The movie dealt with the existence of an afterlife and loved ones who have "passed on" watching over us. Luckily I had buttered popcorn necessitating extra napkins. I'm not sure if it was as much of a tear-jerker to my brother because the "man pact" requires that we not discuss such things.

It is tough to hide despair and still show joy.



  1. I think the very best time to feel/show joy is when we despair. Yeah, that's a morbid hilarity. And I think you might as well laugh about it. And cry about it.
    I look forward to your next post.

  2. my sister was diagnosed in august with cbgd thank you for writing about your

  3. CW, since you are "in the throes of an illness that will kill you", I'd see this time as a PERFECT opportunity to put a stamp on your 'man pact', popcorn or not, and talk about your HEREAFTER! You never seem to look that far ahead. Where do you see yourself in the HEREAFTER?? I'd love to know your views.

  4. I'd be interested to know your views on that as well - when you're in the mood to write about it. Actually, I benefit from hearing your views on just about everything.

  5. Hello. My boyfriend was diagnosed with this disease 2 yrs ago. I wish he had an outlet to express what he is going through, like you do. He also can no longer write, but never has really learned to much about computers before being diagnosed-& I'm thinking this is not the time for him to be trying to master the computer. Wow, your comment "It is tough to hide despair & still show joy" really stuck a chord with me. I go out into the world every day, & everyone I see is just going about their lives. I wonder, how can everyone & everything just go on as usual while I am watching someone I love die too early?

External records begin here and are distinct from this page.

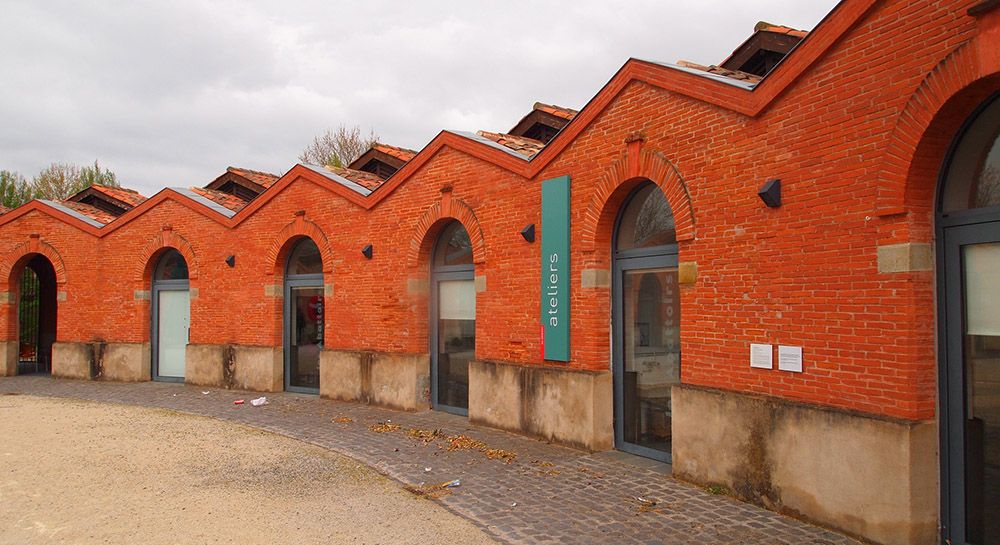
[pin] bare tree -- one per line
(59, 181)
(14, 189)
(338, 148)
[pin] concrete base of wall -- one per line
(559, 405)
(71, 360)
(257, 368)
(398, 381)
(126, 362)
(8, 358)
(872, 477)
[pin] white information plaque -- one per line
(790, 358)
(761, 356)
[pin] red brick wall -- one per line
(804, 274)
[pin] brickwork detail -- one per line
(855, 122)
(34, 245)
(627, 172)
(167, 238)
(299, 227)
(448, 208)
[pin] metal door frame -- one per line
(154, 332)
(439, 274)
(953, 230)
(951, 364)
(297, 281)
(656, 257)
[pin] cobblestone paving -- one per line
(548, 494)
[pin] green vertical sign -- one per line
(555, 269)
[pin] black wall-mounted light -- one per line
(529, 233)
(770, 193)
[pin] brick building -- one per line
(778, 273)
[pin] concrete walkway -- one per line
(544, 494)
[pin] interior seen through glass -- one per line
(454, 246)
(305, 258)
(651, 315)
(973, 178)
(171, 266)
(456, 340)
(982, 381)
(647, 221)
(306, 336)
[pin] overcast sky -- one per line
(171, 93)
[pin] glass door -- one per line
(647, 350)
(972, 301)
(304, 334)
(455, 333)
(173, 327)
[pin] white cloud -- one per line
(172, 93)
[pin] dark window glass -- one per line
(647, 220)
(171, 267)
(454, 246)
(305, 258)
(973, 178)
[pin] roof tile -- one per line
(403, 154)
(364, 179)
(764, 26)
(231, 202)
(264, 179)
(90, 211)
(718, 70)
(558, 111)
(529, 147)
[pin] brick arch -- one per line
(300, 227)
(445, 209)
(925, 111)
(34, 245)
(166, 239)
(627, 172)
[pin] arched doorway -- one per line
(968, 229)
(304, 317)
(646, 323)
(36, 316)
(171, 312)
(453, 319)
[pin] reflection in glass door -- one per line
(453, 319)
(456, 338)
(171, 312)
(646, 323)
(650, 357)
(172, 335)
(974, 378)
(304, 317)
(305, 337)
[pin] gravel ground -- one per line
(81, 472)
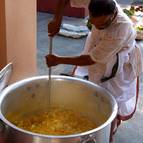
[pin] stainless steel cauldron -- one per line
(29, 96)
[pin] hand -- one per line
(54, 27)
(51, 60)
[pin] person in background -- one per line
(111, 57)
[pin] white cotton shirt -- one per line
(102, 46)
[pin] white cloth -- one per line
(102, 46)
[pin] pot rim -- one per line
(21, 82)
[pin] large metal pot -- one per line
(30, 96)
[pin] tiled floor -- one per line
(130, 131)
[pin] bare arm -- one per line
(82, 60)
(54, 25)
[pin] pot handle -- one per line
(5, 74)
(88, 139)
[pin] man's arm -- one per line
(54, 25)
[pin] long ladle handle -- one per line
(50, 52)
(50, 71)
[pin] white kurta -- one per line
(103, 47)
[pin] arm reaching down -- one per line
(54, 25)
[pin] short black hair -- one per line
(101, 7)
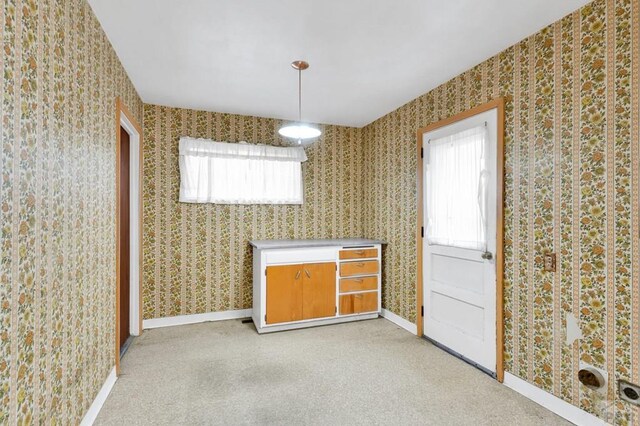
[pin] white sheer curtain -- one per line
(456, 194)
(239, 173)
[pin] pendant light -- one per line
(299, 130)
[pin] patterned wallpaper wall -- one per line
(572, 186)
(196, 256)
(60, 79)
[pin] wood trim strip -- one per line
(498, 104)
(121, 109)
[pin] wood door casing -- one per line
(284, 293)
(319, 290)
(124, 236)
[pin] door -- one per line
(319, 290)
(124, 237)
(460, 237)
(284, 293)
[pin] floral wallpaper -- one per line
(196, 257)
(572, 153)
(60, 80)
(572, 186)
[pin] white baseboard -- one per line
(195, 318)
(550, 402)
(96, 406)
(398, 320)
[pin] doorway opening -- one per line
(460, 235)
(128, 230)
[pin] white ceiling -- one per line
(367, 57)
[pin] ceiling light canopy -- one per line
(299, 130)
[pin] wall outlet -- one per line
(629, 392)
(550, 262)
(603, 377)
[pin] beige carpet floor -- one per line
(367, 372)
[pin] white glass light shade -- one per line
(299, 131)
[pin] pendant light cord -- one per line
(299, 95)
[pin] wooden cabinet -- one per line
(348, 285)
(284, 293)
(348, 269)
(318, 290)
(358, 254)
(297, 292)
(295, 282)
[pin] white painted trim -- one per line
(134, 224)
(399, 321)
(316, 322)
(97, 404)
(552, 403)
(195, 318)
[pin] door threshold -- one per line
(461, 357)
(125, 346)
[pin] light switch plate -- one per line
(550, 262)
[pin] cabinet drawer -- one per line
(358, 254)
(348, 285)
(358, 303)
(348, 269)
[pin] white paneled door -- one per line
(460, 189)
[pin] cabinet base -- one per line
(312, 323)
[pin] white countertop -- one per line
(343, 242)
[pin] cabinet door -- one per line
(319, 290)
(284, 293)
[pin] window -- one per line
(456, 185)
(239, 173)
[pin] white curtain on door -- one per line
(456, 190)
(239, 173)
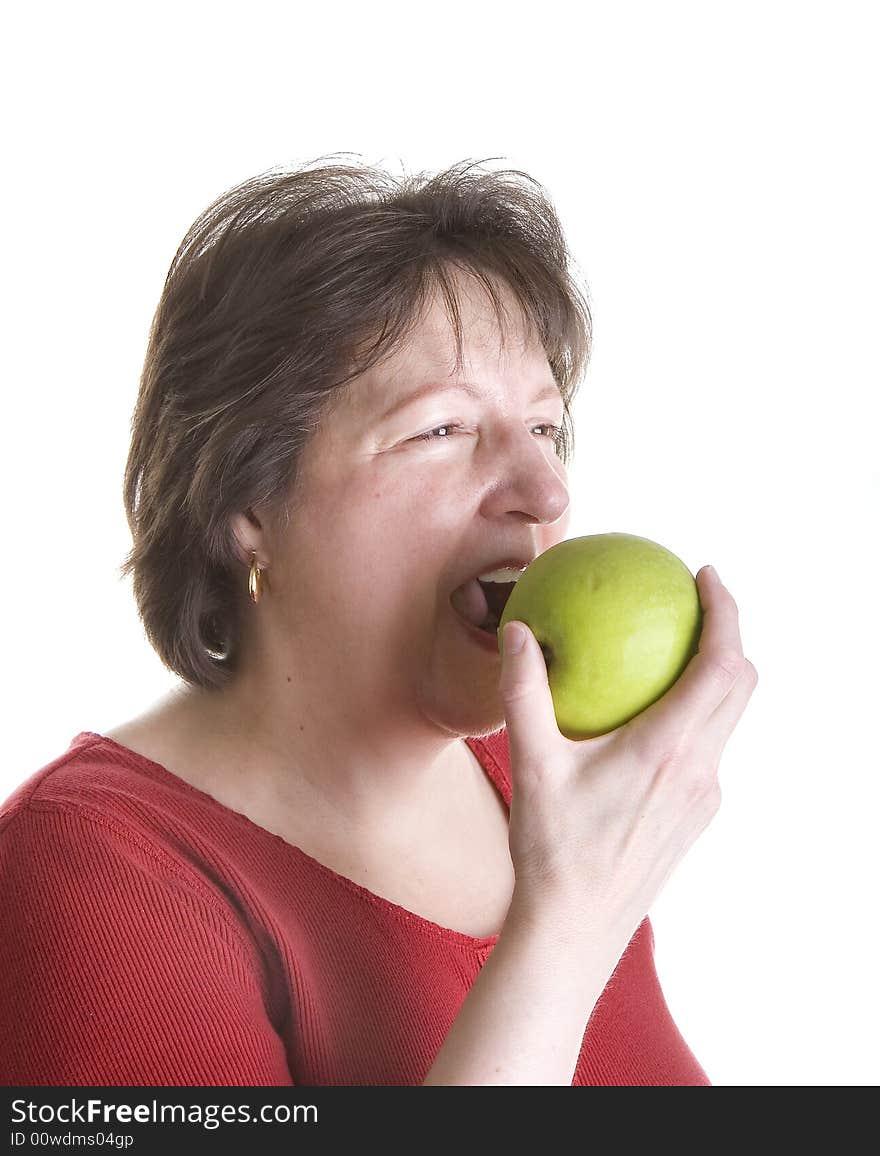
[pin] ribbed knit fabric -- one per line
(150, 935)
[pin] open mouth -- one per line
(481, 601)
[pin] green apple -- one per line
(618, 617)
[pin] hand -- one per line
(597, 825)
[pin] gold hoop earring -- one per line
(253, 579)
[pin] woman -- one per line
(352, 846)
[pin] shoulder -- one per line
(91, 831)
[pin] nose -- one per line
(529, 479)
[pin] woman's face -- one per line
(390, 523)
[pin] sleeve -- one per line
(118, 969)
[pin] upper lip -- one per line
(508, 561)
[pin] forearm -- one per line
(524, 1019)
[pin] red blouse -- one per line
(150, 935)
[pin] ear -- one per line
(249, 535)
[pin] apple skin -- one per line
(618, 617)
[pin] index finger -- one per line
(719, 636)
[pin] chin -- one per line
(475, 717)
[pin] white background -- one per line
(716, 170)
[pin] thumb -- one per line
(525, 691)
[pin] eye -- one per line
(435, 435)
(449, 428)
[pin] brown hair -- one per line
(285, 289)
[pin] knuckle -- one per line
(727, 666)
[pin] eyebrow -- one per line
(547, 393)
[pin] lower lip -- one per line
(481, 637)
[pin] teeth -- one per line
(505, 575)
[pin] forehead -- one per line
(486, 352)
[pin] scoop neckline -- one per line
(372, 897)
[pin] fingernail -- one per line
(514, 637)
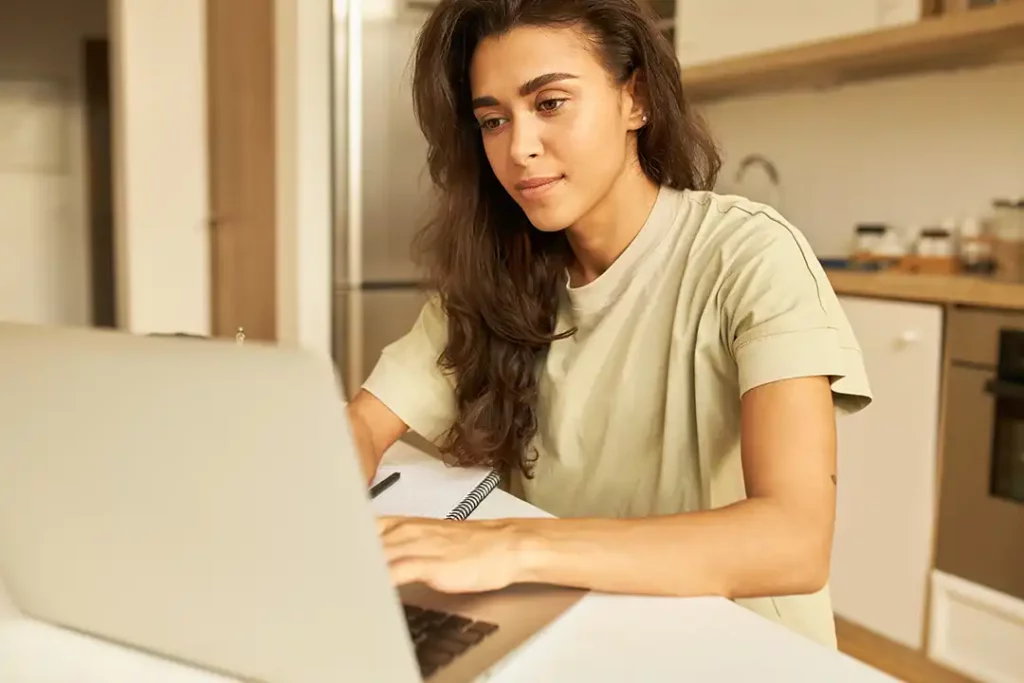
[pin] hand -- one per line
(451, 556)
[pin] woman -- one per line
(656, 365)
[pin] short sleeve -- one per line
(782, 318)
(408, 379)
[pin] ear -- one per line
(637, 100)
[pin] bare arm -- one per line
(375, 429)
(776, 542)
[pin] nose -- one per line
(525, 140)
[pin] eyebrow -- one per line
(532, 85)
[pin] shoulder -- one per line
(772, 299)
(740, 227)
(734, 246)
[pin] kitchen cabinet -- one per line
(887, 457)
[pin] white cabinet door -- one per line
(887, 471)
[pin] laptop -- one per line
(202, 501)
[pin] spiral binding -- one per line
(475, 497)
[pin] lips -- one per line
(531, 187)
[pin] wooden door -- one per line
(241, 73)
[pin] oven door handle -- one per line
(1004, 389)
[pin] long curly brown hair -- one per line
(498, 278)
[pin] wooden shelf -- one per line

  6. Hi Bob,, haven't seen the movie yet but intend to. Your last statement hard to show joy when you feel despair, is just so frickin true. You see so many around you that are so joyful about life, and i don't want to be debbie downer, so i fake it lots of the time, but occasionally I'll find myself really enjoying a day or a conversation, and a real laugh comes out. Not so much for Kel, he has been down a lot lately, he hates it if I try to help him do something, buttoning a shirt, cutting his food, and can get grumpy so I back u feel that way, that u don't want your wife to help u? Trying to get Kel to open up to me and tell me what he is thinkng or feeling is near impossible but i see the sadness in his eyes. I had his whole family to the house today and tried to get him to engage more, to interact more, and he just is always hanging back, like on the outside looking in, and seems angry at me for trying to include him. I don't know it was just a tough couple of days and i am pooped, and tomorrow is monday and the work week begins again. Ugh.
    Anymore physical symptoms for you? do you have trouble with steps? just curious.
    take care, and try to find joy in the holidays, i remember Superwoman's beautiful table setting from last thanksgiving. There are many things we can still be grateful for.
    blessings, karla

  7. I just came across your blog following the latest CBGD Yahoo group newsletter. My Mom is 3 years younger than you, and in the throes of CBD. I'm thrilled that you're decline has been as slow as it has, as my Mom (diagnosed a year before you but experiencing symptoms since 2005) is completely incapacitated and needs 24 hour care. I'm catching up on your blogs, but look forward to reading more about you and your experience.

  8. Fay,
    Sorry I've been so long in acknowledging your comments. Either I'm moving slower or the world is moving faster......probably both.

    I know what you meant and I appreciate it.

    I made a conscious decision to confine my blog to the physical and mental states and exclude the spiritual. The very fact that I choose to not write about my spirtuality should not infer that I am not spiritual....on the contrary.

    I do not believe my moral compass is located in my spirituality. 'nuff said.

  9. Lynn,
    I am so sorry. The road that you both will travel, while parallel, need not be the same. HE will fall prey to the physical aspects of CBGD. You will be scarred by the fallout but will remain whole. Remember to take care of yourself and smile when you can, for "this too shall pass."

    Your comments always remind me I'm not alone. My next post will answer many of your questions about reluctance to socialize.

    I'm sorry about your Mom. CBGD is truly not a condition for sissies. Tell her I'm thinking of her and give a smile from me.